Not for Artistic the cold vigil of the street portraitist or the lonely corner of a craft fair. Artistic (born Mick Gallagher) does not wait for his models to come to him, he hunts them down with his biro. ‘What I do is walk straight up to someone and say ‘Excuse me, I’m Mick Artistic. I draw people on paper bags. Can I draw you?’ ‘ He offers something that his fellow artists cannot – shopping bags individually tailored for his sitters. ‘I had a vision of people walking round with their own bags instead of advertising Tesco or whatever. If someone picked up their bag by mistake they could say, ‘That’s my bag, it’s got my face on it’.’

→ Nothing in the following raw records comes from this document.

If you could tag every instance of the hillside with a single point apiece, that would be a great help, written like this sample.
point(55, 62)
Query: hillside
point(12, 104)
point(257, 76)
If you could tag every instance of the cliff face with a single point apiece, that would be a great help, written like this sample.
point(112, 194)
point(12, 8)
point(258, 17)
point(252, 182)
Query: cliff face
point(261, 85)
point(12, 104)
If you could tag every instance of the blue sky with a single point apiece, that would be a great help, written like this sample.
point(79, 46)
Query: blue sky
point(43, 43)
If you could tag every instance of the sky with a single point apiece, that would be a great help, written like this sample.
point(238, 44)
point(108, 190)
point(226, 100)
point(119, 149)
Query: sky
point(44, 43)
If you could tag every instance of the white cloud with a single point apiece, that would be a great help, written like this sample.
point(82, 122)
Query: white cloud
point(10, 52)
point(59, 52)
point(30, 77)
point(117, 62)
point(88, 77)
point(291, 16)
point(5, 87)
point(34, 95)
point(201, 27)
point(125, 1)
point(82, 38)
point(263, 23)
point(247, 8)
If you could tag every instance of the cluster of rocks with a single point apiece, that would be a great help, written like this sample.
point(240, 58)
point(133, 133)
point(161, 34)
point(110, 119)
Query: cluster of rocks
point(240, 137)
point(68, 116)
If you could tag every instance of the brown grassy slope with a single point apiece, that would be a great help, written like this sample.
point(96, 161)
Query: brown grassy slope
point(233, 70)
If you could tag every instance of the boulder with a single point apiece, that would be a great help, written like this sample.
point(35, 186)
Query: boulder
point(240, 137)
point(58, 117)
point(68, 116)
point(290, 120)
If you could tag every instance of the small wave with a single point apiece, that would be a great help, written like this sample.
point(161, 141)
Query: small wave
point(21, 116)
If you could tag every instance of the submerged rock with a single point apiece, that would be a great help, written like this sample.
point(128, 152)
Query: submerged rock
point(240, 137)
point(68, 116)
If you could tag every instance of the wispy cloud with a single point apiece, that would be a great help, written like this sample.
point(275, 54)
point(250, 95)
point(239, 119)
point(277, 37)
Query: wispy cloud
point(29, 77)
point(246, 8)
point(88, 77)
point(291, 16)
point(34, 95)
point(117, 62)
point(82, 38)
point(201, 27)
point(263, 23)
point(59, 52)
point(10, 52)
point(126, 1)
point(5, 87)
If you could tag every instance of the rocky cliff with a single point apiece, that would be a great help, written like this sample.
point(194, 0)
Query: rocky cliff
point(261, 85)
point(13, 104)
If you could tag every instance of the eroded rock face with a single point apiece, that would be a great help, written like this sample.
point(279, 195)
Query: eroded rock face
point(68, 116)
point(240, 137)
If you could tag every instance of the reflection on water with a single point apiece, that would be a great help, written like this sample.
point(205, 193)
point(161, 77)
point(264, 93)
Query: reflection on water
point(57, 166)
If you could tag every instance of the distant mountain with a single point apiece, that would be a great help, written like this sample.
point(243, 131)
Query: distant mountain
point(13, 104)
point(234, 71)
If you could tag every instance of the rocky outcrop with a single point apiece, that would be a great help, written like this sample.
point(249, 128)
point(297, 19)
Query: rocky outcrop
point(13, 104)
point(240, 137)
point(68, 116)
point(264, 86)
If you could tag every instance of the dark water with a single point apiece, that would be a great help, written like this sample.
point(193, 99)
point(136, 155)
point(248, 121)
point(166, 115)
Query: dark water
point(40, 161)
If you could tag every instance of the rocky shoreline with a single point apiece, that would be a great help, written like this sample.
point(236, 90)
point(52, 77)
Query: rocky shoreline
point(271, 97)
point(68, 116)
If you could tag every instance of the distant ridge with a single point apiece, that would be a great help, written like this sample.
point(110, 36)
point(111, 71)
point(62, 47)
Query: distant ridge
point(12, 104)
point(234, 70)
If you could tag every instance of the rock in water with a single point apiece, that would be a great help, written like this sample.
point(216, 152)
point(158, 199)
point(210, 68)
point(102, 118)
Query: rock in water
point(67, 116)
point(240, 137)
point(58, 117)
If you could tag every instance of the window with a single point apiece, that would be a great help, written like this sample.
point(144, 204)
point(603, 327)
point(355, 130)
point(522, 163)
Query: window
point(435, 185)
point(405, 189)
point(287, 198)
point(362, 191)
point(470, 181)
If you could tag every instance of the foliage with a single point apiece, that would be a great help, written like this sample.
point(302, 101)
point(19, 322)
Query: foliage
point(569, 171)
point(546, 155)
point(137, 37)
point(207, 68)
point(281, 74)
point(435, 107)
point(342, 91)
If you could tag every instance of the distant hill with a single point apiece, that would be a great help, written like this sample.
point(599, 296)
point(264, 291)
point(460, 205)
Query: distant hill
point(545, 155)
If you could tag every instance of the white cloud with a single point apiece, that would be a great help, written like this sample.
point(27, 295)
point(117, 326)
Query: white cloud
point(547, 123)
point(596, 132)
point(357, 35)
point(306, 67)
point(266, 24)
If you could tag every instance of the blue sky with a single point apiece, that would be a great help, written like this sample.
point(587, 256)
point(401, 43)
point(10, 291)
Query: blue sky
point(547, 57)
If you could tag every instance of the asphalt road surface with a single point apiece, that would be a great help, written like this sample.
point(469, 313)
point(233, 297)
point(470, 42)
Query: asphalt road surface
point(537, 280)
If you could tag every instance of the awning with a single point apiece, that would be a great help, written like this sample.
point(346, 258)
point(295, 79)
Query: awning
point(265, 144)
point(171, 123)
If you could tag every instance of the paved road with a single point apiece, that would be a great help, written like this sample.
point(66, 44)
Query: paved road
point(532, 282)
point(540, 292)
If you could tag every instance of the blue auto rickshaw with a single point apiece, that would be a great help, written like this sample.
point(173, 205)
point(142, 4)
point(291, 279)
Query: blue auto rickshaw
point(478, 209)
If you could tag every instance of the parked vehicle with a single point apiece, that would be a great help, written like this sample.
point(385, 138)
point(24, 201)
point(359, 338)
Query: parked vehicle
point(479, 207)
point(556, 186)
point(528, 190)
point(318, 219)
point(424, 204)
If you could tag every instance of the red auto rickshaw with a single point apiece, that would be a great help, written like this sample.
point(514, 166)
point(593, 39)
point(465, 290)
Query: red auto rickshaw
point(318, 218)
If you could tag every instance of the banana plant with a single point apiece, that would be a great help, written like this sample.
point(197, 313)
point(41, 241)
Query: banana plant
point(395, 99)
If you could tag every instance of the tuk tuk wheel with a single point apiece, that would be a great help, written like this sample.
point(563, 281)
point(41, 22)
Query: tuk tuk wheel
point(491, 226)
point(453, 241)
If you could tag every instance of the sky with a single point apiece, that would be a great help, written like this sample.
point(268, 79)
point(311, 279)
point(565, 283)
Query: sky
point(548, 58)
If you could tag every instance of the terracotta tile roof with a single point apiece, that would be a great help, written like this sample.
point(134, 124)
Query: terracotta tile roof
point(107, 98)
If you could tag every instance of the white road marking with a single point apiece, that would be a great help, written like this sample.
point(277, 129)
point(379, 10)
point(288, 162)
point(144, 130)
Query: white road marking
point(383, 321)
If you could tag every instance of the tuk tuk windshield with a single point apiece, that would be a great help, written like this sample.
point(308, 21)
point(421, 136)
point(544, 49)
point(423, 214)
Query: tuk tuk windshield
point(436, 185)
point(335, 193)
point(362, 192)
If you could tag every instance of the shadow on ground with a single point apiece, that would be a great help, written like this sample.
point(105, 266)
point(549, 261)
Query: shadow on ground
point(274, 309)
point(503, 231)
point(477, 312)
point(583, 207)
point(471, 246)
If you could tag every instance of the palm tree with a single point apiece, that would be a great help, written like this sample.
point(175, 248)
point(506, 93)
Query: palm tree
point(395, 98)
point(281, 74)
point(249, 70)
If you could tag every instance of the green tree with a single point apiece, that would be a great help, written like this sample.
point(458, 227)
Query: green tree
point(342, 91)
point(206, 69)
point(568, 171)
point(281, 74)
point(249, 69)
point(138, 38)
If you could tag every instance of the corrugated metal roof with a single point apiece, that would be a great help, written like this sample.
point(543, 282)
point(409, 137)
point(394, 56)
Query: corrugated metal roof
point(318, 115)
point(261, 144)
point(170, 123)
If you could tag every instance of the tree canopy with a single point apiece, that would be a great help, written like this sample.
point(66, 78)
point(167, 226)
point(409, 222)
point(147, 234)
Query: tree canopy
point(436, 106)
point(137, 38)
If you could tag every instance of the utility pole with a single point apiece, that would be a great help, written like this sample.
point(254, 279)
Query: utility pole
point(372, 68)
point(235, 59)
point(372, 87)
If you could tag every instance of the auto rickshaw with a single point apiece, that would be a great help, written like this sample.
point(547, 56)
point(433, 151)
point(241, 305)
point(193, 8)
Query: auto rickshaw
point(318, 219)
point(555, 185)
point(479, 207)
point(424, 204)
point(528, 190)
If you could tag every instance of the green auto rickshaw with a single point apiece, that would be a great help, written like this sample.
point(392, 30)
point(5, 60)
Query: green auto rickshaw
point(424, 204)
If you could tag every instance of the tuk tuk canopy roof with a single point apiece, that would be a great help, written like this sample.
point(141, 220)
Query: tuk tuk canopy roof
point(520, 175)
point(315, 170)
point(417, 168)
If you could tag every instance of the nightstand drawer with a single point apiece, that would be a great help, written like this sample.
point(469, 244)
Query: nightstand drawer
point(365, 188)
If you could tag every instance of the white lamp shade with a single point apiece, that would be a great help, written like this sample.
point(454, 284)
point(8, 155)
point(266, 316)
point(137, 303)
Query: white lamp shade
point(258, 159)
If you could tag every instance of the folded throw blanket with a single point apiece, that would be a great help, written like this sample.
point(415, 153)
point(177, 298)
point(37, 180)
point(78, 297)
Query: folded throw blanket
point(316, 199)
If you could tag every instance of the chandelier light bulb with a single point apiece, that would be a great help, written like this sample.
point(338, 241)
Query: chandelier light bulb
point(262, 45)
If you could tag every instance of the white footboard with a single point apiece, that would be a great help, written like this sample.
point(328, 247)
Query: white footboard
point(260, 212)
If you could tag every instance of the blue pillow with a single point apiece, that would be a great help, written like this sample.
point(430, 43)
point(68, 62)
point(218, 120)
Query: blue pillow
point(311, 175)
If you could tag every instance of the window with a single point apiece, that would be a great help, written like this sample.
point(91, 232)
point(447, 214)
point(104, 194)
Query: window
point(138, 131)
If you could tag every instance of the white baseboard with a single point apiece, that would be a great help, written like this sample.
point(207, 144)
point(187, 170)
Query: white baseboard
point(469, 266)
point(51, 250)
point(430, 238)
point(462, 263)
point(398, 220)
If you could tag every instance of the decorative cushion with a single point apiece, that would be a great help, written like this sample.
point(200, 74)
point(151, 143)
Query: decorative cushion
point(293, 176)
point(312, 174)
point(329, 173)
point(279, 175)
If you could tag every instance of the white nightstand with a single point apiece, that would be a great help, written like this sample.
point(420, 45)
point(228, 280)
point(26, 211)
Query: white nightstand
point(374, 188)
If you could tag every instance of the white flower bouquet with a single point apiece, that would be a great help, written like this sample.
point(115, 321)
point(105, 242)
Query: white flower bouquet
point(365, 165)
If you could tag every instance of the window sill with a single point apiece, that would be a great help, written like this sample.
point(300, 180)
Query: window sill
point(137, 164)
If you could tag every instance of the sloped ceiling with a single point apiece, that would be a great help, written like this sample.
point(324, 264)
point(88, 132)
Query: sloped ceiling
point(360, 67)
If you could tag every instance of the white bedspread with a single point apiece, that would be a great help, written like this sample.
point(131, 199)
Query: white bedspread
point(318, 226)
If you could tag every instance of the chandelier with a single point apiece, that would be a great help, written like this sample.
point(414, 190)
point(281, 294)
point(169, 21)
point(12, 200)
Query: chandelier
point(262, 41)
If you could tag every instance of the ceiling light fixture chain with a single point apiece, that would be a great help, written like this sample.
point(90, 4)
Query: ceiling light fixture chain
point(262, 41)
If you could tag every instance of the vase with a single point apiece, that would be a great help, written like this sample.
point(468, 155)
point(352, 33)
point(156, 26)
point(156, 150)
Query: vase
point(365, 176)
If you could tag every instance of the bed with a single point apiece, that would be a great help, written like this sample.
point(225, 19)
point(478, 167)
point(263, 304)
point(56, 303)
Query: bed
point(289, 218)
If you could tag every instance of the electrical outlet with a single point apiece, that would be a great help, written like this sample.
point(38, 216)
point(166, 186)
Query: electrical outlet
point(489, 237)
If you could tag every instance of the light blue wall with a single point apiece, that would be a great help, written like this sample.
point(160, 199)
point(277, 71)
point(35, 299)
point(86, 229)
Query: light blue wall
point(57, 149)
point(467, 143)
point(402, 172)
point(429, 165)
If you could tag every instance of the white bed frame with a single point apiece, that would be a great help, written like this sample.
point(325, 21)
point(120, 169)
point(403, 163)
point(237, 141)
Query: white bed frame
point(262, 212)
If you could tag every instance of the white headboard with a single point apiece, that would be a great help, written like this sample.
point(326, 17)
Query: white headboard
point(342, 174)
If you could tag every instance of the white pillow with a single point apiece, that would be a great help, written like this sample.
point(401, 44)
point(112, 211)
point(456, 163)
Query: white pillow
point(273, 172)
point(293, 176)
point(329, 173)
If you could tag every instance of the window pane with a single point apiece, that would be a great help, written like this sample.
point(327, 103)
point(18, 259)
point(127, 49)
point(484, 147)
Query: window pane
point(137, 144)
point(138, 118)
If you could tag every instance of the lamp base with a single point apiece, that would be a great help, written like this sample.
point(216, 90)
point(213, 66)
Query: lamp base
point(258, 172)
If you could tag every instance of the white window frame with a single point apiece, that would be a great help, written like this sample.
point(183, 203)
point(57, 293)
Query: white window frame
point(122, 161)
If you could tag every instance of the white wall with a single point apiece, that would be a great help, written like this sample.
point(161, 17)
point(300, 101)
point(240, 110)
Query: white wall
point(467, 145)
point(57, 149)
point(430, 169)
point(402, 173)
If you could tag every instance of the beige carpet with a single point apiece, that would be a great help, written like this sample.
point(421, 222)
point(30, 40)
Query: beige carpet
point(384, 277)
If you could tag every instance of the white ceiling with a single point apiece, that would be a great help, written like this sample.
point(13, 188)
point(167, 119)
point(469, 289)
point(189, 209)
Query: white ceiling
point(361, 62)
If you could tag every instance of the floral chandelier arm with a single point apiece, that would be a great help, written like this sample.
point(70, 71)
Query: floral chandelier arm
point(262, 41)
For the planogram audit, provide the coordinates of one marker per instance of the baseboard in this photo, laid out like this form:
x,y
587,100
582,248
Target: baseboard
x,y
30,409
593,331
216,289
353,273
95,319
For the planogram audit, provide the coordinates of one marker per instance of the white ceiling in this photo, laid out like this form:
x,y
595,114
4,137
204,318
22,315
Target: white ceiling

Artistic had this vision 10 years ago in a baker’s in Ireland when he was an unemployed fine arts graduate – he has been scratching a living from bags ever since. Acceptance of the idea in Leeds has, however, been gradual – he only began ‘bagging full-time’ three years ago. Perhaps this is due to the fact that the A3-size brown paper bags (‘the old-fashioned sort with the serrated edge on top’) aren’t ideal receptacles for high street purchases.
At 38, Artistic is more concerned these days with the risks he takes when approaching potential clients than whether or not they stump up the pounds 25 fee. ‘It was never going to please the masses,’ he asserts. Although he has ‘bagged’ people in offices, dry-cleaners and fire stations, he relishes the roughest areas of town. ‘Sometimes I’ll be frightened to death ‘cos I’ll go up to a big gang of skinheads and offer to do a bag just to see what happens. It gets the adrenalin going.’ While drawing his subjects, which takes an average of 10 minutes, he also draws out their life stories. His finest hour was when he bagged a bag lady at King’s Cross.
‘She was terrorising the station. I spent three hours calming her down and drawing her. She had albino hair and an enormous fur coat. When I eventually showed her the bag, she tore it in half and screamed, ‘That’s not me.’ ‘
Artistic is still unwavering in his belief that ‘bagging’ has the power to calm down the tensest situation, yet his artwork is becoming increasingly provocative. He has recently taken to doing abstract portraits, using felt tips, markers and chalks as well as biros. ‘I give people purple hair, red eyes and blue lips. It’s quite funny when you’ve got a 16-stone fellow sitting there saying, ‘This had better be good this’, and you give them a multicoloured jacket and no ears.’
To date he has not been ‘bottled’ for his cheeky likenesses. ‘There’s normally a big silence when they see the finished product. Then they sort of reach out. A lot of people say to me, ‘I don’t like your work but I admire you for what you’ve done’.’
In the last 18 months, Artistic’s work has gained a degree of recognition with four local exhibitions, the most recent at Leeds City Art Gallery Library in December. But the artist has little time for galleries. ‘I catch people in the wild,’ he says. ‘The sort who would never go into an art gallery, let alone have their portrait taken.’ Bags, reckons Artistic, are as close as we’ll ever get to a classless society. ‘No matter how rich you are, you’re going to end up on a paper bag,’ he says cheerfully.